Skip to main content

Dask Cluster

Dask is a parallel computing library for Python that scales analytics workflows. On the DSRI, a Dask cluster can be deployed using Helm and includes a Dask scheduler, workers, and a JupyterLab interface to interact with the cluster.

Deploy

Dask is deployed via Helm chart from the DSRI web UI.

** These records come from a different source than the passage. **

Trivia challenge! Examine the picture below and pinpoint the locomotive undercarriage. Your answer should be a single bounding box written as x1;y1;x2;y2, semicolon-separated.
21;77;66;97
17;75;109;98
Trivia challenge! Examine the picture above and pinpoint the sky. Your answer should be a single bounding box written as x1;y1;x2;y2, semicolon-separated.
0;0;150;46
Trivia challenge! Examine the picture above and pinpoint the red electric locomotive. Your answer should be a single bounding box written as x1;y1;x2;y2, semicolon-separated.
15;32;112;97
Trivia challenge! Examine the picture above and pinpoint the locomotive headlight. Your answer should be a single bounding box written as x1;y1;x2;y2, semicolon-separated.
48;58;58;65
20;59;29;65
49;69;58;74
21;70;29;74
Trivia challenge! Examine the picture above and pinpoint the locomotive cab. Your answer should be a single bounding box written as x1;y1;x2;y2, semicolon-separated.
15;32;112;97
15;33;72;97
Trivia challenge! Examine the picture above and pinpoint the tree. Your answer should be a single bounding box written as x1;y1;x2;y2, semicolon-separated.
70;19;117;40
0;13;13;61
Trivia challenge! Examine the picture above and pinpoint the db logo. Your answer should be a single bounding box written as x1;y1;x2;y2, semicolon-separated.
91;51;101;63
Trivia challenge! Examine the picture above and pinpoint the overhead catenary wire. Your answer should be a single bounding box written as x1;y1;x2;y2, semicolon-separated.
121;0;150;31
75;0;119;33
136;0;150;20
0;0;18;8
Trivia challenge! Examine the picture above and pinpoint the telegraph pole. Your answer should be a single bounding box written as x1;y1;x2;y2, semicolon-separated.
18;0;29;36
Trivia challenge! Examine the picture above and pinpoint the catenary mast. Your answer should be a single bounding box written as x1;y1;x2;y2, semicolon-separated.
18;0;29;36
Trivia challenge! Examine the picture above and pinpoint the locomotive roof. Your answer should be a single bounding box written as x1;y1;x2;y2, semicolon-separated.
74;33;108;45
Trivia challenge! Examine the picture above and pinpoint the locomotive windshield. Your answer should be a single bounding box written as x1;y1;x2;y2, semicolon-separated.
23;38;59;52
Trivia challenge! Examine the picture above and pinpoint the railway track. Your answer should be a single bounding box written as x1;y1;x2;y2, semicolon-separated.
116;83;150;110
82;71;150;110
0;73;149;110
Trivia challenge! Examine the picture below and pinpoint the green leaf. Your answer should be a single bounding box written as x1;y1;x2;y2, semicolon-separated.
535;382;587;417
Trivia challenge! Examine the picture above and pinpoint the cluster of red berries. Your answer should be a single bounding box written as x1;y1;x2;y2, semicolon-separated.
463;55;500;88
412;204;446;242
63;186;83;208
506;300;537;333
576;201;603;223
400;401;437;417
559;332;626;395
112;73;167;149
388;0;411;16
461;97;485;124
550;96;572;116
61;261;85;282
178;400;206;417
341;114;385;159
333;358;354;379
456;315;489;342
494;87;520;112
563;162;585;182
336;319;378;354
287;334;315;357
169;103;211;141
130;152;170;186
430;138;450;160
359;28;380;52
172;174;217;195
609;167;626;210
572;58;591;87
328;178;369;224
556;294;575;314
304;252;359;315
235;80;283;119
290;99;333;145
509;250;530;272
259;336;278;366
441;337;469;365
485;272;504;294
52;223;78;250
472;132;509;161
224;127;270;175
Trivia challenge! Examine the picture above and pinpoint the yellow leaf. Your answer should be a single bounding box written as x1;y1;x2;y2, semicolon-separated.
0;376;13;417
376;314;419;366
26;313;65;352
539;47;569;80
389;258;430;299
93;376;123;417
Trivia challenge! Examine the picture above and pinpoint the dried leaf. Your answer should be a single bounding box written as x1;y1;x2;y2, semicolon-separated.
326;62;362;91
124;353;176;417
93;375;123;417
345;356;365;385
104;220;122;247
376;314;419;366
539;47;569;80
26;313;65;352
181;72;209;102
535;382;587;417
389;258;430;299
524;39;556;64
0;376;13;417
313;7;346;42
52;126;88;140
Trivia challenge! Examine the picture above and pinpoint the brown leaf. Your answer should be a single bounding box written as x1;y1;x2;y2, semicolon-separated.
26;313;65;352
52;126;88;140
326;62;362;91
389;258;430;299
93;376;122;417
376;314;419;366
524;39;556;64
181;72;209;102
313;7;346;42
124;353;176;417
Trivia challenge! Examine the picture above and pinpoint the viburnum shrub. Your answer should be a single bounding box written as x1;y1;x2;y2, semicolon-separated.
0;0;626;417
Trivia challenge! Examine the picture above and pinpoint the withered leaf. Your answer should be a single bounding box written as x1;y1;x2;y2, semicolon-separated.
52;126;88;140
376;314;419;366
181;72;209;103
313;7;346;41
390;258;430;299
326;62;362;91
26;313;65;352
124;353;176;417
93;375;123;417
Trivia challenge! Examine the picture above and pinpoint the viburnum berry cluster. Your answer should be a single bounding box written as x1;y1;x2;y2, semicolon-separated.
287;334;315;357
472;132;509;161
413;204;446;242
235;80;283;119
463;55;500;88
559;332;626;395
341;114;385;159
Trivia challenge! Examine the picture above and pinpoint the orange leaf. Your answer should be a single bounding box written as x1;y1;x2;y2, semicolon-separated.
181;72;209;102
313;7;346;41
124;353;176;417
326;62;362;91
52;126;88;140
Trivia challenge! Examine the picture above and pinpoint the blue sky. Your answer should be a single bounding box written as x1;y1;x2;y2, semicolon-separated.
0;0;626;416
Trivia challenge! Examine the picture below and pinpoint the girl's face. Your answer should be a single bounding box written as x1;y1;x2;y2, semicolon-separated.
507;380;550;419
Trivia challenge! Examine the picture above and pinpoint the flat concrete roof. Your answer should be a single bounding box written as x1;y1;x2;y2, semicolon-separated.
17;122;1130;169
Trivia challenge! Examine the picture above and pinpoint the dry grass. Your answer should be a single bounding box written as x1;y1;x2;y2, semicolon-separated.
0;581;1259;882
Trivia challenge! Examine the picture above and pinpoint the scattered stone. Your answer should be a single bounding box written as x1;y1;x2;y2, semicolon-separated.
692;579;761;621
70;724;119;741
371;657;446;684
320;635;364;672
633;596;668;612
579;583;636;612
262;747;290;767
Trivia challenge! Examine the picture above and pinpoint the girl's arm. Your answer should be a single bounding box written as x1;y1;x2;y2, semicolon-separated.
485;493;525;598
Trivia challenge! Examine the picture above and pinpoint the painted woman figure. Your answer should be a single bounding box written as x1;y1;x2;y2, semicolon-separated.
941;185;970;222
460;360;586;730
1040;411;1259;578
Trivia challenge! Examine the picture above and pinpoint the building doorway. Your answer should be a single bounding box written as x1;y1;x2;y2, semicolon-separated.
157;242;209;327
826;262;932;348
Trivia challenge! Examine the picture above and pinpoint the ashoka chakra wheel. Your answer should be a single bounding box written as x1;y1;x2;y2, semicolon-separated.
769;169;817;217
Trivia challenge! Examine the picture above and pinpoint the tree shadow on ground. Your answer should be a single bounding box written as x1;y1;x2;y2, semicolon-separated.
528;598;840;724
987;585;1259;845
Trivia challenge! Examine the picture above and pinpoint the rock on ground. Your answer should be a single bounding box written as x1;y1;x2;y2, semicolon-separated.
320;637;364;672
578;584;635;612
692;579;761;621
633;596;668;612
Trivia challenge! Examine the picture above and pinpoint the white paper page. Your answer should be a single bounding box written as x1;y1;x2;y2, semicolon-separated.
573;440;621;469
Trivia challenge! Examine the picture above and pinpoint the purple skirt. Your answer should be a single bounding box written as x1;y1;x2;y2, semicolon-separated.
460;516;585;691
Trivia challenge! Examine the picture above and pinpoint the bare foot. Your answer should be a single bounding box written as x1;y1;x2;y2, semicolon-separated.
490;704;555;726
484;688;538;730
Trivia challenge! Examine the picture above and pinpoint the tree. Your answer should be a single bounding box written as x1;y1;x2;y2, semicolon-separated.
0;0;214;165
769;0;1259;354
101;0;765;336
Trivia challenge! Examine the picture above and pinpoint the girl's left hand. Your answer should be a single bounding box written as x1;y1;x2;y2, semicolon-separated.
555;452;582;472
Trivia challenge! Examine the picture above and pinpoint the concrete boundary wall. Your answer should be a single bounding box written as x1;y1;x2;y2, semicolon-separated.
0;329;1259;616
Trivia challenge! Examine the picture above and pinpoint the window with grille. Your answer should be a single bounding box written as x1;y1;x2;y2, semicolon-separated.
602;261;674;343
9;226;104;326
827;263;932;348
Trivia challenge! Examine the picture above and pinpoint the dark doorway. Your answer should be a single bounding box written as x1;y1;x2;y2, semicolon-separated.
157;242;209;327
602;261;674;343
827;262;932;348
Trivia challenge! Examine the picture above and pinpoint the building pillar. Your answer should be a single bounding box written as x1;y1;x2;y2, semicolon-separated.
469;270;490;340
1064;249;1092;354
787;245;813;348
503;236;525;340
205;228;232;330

  1. In Developer mode, go to +Add and select Helm Chart.
  2. Search for Dask, select the Dask chart, and click Create.
  3. In the YAML configuration, find the jupyter section and set the following:
   jupyter:
command: ["jupyter", "lab", "--allow-root", "--ip=0.0.0.0", "--port=8888", "--no-browser"]
servicePort: 8888
  1. Click Create to deploy the cluster.

Persistent storage

After the cluster is running, add persistent storage to the dask-jupyter pod:

  1. In the Topology view, click on the dask-jupyter pod.
  2. Go to Actions > Add Storage and create a new Persistent Volume Claim for the cluster.

Data stored on this volume will survive pod restarts.

Access the cluster

Create a route

  1. Switch to the Administrator view and go to Networking > Routes.
  2. Click Create Route, fill in a name, select the dask-jupyter service, set the target port, and click Create.
  3. Use the generated URL to open the JupyterLab interface.

Get the JupyterLab token

The JupyterLab interface is protected by a token. To find it:

  1. Run oc get pods to find the full pod name of dask-jupyter.
  2. Run oc logs <pod-name> and copy the token from the output.

Use this token to log in to JupyterLab.